ADR-005: A single canonical sanitize injection boundary
Date: 2026-06-28 Status: Accepted Source: RD-08 (essentials gate, logging, errors & security)
Context
Untrusted text — user input, file contents, network data an app chooses to display — can contain control bytes and escape sequences. If such bytes reach the terminal as live cells, they can move the cursor, change modes, or inject sequences (a terminal injection attack). The engine needs a guaranteed point where this can never happen.
Options Considered
Option A: Sanitize at each draw call site, ad-hoc
- Pros: Localized.
- Cons: Easy to forget one path; inconsistent rules; no single guarantee.
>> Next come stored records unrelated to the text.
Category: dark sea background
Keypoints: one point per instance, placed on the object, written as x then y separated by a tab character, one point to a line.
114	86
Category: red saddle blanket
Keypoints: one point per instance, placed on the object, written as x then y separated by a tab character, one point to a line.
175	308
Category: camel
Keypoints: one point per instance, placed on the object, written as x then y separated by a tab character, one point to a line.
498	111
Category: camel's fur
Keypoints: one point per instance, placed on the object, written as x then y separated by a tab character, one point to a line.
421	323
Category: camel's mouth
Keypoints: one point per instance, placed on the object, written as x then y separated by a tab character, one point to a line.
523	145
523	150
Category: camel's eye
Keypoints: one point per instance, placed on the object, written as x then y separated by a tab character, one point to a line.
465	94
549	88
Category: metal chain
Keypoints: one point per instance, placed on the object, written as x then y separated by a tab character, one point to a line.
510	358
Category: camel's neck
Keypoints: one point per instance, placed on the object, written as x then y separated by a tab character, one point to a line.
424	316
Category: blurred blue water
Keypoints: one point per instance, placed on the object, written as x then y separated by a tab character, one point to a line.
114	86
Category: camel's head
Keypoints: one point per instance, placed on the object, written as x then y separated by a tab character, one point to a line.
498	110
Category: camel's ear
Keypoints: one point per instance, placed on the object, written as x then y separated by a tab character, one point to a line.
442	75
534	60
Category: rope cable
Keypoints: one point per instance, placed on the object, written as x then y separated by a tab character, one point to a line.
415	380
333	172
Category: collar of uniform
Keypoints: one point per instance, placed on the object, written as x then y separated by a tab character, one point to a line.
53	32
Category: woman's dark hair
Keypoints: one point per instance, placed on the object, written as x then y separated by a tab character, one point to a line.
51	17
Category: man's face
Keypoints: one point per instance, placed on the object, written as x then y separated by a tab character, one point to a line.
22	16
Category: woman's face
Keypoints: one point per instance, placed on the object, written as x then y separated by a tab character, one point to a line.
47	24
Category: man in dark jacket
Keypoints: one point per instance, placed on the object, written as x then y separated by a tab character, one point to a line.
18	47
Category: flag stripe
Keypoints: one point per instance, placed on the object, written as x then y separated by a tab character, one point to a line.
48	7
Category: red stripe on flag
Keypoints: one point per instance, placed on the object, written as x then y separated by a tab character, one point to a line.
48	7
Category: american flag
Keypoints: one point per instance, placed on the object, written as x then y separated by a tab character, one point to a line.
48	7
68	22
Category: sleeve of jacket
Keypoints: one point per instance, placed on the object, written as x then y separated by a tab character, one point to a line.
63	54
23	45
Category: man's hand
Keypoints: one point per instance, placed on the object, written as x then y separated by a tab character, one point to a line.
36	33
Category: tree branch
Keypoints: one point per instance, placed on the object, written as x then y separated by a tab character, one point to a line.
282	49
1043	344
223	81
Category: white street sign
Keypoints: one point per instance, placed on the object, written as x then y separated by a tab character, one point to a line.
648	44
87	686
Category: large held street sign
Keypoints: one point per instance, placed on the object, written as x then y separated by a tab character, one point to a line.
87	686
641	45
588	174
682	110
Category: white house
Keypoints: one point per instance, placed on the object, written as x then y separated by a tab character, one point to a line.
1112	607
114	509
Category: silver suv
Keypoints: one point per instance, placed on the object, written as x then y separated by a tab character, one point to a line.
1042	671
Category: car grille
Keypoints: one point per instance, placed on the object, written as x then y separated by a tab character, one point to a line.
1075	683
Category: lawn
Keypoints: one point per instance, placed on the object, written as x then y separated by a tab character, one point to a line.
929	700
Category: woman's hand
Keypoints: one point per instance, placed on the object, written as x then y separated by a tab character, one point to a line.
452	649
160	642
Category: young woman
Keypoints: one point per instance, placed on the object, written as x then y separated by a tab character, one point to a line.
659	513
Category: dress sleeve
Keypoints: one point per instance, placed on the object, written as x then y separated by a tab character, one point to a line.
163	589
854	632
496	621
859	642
Option B: One canonical sanitize boundary that all text crosses
- Pros: A single, audited choke point;
ScreenBuffer.text(and any text→cell path) routes through it, so control bytes never become cells; one place to reason about and test the rules. - Cons: Must ensure every text→cell path actually goes through it.
Decision
Chosen option: Option B — sanitize (exported from safety/) is the single canonical injection boundary; all untrusted text becomes cells only after passing through it.
Rationale
Concentrating the rule in one function makes the security property auditable and testable in isolation: control bytes are stripped before they can be serialized into escape sequences (RD-04 AC-8). Because ScreenBuffer.text sanitizes its input, an app cannot accidentally bypass the boundary by drawing untrusted strings. Capability responses are handled with the same untrusted-data posture (bounded, parsed as data only).
Consequences
Positive
- A single, audited injection choke point; testable in isolation.
- Apps get injection safety by default when drawing text.
Negative
- Every new text→cell path must be routed through
sanitize(enforced by review).
Risks
- A future direct cell-write API could bypass the boundary — such APIs must document that they take pre-sanitized input or sanitize internally.